CHENNAI: The trailers of Cabaret are creating a buzz, especially for Gulshan Devaiah and Richa Chadda’s passionate kissing sequence. After hitting the headlines with Shaitaan (2011), Hate Story 2 (2014) and Hunterrr (2015), Gulshan Devaiyah talks about doing intimate sequences, the turning point in his career and being slotted as a serial kisser.
Has Hunterrr proved to be the turning point in your career?
I have definitely benefited a lot from Hunterrr. Before the film, my roles were more on the negative-aggressive side. Hunterrr changed the perspective because I did a comic role and people accepted both the film as well as me. I would like to thank all my fans, and also those who are not but will be my fans soon.
Were you largely offered erotic films after Hunterrr?
Yeah, loads of them! Almost 80% of the scripts I read were erotic. If something catches people’s attention, they feel like, “Oh! This guy is really great at that”. Earlier, after Shaitaan, I got offered roles about crazy guys. But I resisted the temptation and tried to do something unexpected and different. I am not against doing a particular kind of role if the script is fabulous, but I don’t want to be limited only to that. I feel I have much more to offer and explore.
How different is your character in Cabaret from your previous releases?
In all my films till now, I have played comic, negative and aggressive roles. But in this film, I play the proper good guy who’s troubled and an alcoholic. I play Gaurav Garewal, a promising investigative journalist whose life spirals downwards. At this point, he meets Roza (Richa Chaddha), a famous dancer, and they fall in love. There is a thriller aspect to the film surrounding her life and Gaurav finds purpose in his life as he tries to solve the mystery.
The kissing scene with Richa is very passionate. Were you comfortable acting it?
I am comfortable if the actor working with me is comfortable. It’s really important to trust each other. You take care of your co-actor while doing these scenes or else they won’t commit to it; and if they don’t, the illusion shatters and the audience feels it’s fake. When you do intimate scenes, you have to go through so many takes that after a while it becomes boring and technical. But many people think it’s fun. Someone said to me, ‘You must have had good fun while shooting Hunterrr!’ But it’s not fun, it’s our work. Film-making is a craft. Maybe it’s fun for some people, but for Richa and me, it was our job to make the kissing scene look passionate and real; and I think we were able to do that. There are difficulties and nervousness when you start for the first time, but I think both of us were experienced enough to go beyond that.
An actor’s job is to live out intimate feelings in front of the crew. It requires a great deal as an actor, whether to cry in front of a camera with many other people watching, or to do such intimate scenes. We imagine that nobody is watching us, but there are people on the set.

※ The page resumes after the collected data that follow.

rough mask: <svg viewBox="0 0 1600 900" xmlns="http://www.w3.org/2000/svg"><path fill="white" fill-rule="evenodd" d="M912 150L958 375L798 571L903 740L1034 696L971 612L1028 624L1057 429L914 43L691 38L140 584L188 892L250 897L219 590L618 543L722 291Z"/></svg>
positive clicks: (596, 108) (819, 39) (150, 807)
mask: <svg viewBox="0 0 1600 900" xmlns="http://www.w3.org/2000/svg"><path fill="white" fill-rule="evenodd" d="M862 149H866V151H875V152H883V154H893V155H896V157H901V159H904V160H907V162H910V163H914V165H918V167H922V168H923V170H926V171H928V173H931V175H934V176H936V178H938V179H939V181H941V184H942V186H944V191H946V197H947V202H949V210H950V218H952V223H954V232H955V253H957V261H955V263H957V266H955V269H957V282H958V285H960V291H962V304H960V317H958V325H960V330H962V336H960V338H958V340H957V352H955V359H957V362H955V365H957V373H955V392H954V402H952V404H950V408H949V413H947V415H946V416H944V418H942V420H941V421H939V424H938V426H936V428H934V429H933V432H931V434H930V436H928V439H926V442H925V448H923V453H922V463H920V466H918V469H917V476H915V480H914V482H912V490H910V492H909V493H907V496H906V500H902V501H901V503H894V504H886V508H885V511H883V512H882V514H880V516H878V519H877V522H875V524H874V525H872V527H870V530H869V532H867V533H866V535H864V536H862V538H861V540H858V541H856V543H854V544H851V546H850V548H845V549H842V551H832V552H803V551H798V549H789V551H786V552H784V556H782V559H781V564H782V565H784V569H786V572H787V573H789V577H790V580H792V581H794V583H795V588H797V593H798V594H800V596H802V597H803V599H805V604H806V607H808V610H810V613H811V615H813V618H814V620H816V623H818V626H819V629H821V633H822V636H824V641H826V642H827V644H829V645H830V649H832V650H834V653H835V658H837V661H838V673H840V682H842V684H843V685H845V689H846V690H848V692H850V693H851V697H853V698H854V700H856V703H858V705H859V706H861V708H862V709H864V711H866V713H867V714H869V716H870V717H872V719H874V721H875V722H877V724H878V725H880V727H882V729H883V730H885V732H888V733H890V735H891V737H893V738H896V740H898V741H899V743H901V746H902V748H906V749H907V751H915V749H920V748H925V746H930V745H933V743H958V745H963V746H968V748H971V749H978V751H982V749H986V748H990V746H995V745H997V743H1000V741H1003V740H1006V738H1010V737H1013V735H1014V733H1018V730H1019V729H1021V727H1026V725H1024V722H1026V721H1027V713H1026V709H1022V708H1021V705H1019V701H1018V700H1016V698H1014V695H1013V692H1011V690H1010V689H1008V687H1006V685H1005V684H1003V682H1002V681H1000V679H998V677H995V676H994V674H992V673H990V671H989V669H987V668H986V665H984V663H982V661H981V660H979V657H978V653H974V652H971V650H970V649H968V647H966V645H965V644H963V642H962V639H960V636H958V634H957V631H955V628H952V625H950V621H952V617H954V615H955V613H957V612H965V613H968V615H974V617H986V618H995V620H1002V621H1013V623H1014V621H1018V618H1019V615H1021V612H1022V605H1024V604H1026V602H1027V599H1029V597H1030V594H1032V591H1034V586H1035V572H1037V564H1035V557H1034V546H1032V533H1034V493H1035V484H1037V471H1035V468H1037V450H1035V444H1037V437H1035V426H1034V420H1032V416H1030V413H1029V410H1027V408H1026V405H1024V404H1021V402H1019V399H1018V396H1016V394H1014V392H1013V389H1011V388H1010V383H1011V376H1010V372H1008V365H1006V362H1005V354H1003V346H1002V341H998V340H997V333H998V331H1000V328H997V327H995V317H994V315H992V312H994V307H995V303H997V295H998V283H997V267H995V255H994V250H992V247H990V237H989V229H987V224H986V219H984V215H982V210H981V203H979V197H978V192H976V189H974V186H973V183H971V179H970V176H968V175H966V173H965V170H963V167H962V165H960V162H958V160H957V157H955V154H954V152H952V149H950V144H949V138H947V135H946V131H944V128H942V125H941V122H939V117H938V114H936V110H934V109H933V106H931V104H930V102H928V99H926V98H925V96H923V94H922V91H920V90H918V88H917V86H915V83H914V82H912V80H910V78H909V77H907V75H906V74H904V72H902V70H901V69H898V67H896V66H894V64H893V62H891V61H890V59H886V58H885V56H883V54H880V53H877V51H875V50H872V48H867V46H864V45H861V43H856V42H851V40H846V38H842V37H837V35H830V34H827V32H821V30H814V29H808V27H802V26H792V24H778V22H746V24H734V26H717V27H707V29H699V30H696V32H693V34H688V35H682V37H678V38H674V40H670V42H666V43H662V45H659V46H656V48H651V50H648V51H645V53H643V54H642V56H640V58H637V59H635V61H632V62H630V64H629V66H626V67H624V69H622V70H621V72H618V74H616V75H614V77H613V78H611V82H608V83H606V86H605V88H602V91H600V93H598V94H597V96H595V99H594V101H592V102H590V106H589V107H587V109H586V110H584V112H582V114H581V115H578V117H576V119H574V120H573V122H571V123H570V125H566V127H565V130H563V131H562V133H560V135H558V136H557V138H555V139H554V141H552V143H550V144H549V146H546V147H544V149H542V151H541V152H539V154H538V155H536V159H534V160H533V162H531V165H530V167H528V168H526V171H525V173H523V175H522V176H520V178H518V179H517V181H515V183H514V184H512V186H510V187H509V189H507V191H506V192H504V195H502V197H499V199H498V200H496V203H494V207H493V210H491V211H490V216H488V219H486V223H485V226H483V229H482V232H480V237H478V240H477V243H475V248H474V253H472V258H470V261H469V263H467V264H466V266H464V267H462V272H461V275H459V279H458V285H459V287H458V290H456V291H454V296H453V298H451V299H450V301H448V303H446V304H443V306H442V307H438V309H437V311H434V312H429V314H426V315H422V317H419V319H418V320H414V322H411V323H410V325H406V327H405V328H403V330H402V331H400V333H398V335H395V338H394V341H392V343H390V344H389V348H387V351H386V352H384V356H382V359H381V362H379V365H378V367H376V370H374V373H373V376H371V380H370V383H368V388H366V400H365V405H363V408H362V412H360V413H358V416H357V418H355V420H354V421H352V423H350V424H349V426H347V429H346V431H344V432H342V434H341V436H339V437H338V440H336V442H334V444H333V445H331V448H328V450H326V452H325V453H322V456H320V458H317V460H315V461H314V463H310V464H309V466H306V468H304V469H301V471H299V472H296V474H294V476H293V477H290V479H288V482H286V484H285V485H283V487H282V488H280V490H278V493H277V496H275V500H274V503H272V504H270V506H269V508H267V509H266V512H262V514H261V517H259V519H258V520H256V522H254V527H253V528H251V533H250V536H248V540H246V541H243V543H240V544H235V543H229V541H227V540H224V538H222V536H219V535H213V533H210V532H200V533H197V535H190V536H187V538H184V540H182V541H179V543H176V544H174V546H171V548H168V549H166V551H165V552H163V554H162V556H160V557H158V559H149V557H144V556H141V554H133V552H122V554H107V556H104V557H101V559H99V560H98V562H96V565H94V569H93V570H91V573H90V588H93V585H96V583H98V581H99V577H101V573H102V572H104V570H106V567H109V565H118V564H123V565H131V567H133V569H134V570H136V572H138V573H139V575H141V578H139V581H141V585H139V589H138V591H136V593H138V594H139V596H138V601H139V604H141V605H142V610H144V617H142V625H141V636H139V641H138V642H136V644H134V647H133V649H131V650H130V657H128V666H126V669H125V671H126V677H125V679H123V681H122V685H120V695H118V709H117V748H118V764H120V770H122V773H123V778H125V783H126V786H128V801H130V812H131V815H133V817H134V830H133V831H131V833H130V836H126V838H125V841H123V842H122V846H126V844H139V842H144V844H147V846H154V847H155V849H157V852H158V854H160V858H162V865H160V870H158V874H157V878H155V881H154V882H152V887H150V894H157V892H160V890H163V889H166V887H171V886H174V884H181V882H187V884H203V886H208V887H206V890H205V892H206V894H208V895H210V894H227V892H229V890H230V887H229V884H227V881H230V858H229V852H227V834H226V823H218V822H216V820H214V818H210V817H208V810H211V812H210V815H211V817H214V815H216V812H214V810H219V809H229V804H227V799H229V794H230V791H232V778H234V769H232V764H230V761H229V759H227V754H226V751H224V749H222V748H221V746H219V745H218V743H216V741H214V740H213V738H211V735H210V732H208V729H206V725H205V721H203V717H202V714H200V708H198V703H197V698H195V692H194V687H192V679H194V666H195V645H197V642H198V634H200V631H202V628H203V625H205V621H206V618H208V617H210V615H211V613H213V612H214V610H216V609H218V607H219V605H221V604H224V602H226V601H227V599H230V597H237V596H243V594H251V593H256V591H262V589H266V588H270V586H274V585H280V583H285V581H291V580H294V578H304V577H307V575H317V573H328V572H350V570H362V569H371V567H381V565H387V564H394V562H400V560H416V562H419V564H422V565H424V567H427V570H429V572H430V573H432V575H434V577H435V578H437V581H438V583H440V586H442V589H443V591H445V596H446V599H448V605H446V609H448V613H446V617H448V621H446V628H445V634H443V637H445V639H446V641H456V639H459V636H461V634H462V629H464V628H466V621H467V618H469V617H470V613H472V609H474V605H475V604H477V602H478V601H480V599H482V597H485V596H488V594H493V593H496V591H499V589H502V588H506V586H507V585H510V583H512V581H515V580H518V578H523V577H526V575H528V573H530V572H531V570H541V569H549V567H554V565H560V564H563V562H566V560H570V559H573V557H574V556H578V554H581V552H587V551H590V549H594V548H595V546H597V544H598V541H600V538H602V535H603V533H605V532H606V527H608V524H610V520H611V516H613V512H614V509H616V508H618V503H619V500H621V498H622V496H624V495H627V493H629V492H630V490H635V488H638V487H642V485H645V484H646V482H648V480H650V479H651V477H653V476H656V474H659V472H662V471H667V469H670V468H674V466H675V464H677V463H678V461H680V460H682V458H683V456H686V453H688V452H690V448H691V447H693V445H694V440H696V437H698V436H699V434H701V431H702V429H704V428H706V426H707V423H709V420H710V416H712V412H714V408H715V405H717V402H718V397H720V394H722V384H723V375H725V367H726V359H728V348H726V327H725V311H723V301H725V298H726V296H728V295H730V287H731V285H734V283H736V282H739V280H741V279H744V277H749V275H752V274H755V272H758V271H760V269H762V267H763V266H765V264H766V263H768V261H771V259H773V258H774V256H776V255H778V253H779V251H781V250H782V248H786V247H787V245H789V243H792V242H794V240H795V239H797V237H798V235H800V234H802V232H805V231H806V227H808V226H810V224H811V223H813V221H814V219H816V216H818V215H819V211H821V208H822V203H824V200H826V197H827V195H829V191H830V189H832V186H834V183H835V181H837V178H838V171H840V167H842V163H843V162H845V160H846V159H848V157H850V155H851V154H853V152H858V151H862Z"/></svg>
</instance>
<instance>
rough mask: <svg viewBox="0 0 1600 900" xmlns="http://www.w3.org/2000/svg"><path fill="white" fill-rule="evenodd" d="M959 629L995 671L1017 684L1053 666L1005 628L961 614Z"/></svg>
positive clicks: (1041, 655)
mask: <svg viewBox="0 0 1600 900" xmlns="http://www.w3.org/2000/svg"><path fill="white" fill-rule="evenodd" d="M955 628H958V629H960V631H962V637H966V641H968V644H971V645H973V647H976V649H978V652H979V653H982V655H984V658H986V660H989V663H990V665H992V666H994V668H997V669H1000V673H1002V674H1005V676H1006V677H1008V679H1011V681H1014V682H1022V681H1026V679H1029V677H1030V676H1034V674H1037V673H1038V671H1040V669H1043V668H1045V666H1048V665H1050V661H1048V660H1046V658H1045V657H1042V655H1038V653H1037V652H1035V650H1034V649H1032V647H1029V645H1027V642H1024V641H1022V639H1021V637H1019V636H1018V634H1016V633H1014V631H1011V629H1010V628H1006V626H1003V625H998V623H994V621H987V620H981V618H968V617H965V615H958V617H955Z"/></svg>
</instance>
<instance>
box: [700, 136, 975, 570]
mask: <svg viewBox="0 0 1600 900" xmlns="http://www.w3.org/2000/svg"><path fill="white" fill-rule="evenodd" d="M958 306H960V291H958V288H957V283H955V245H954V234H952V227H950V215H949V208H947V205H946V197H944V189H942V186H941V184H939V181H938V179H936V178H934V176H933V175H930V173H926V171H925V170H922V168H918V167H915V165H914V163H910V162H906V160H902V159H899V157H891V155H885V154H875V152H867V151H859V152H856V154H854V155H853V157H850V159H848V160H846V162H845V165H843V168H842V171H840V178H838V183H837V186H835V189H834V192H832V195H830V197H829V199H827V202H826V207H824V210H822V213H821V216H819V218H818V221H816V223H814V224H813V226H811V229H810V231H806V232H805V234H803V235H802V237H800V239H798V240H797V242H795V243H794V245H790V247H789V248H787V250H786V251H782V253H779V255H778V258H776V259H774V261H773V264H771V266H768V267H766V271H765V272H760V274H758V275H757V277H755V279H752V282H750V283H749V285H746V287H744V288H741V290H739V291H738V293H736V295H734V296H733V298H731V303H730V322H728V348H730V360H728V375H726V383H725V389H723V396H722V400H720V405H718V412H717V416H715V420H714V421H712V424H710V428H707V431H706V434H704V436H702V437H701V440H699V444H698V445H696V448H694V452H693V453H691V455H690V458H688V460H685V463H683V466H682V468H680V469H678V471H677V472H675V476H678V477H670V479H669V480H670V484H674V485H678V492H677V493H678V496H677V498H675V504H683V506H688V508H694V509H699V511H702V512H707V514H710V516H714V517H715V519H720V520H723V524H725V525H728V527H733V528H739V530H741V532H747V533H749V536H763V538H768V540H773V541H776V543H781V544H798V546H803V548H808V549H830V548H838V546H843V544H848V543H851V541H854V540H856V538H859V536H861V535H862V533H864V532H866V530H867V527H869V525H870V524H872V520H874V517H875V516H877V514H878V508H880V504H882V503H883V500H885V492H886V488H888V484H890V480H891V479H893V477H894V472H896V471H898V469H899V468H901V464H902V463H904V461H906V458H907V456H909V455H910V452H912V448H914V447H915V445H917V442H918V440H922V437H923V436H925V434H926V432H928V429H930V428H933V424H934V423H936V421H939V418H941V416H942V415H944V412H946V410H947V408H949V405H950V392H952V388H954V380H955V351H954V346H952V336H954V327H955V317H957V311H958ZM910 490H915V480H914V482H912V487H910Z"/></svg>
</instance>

Also it is the responsibility of the director to provide a conducive environment.
Since you are married, does it take a toll on your relationship?
Not at all! My wife knows that it’s my job. Besides, she is an actor herself. I think if you are insecure in your relationship, such things may become an issue. We share a bond of trust.
Would you like to take the serial kisser tag from Emraan Hashmi?
He can have it, that’s fine. I don’t want it. I’m not trying to steal any tag from anybody. But if people want to call me that, it’s cool. He is a very well established star and if I am being compared to him, I really don’t mind. As long as I know who I am and don’t get lost in these comparisons, it’s fine with me.
You seem to have impressed producer Pooja Bhatt. She has also cast you in Love Affair with Kalki.
After Cabaret’s release, they will take a call on Love Affair, which also has Kalki and Ali Fazal, and one of the best scripts I have read. I am waiting to reunite with Kalki (after Shaitaan), as she is one of my best friends and one of the best actors I have worked with.
Any other projects?
Vivek Agnihotri’s Junooniyat will be released next month, but I have a very small guest appearance. I have also finished shooting for Konkona Sen Sharma’s first directorial venture, A Death In The Gunj. I have also completed Candy Flip and have shot one schedule of Pichar.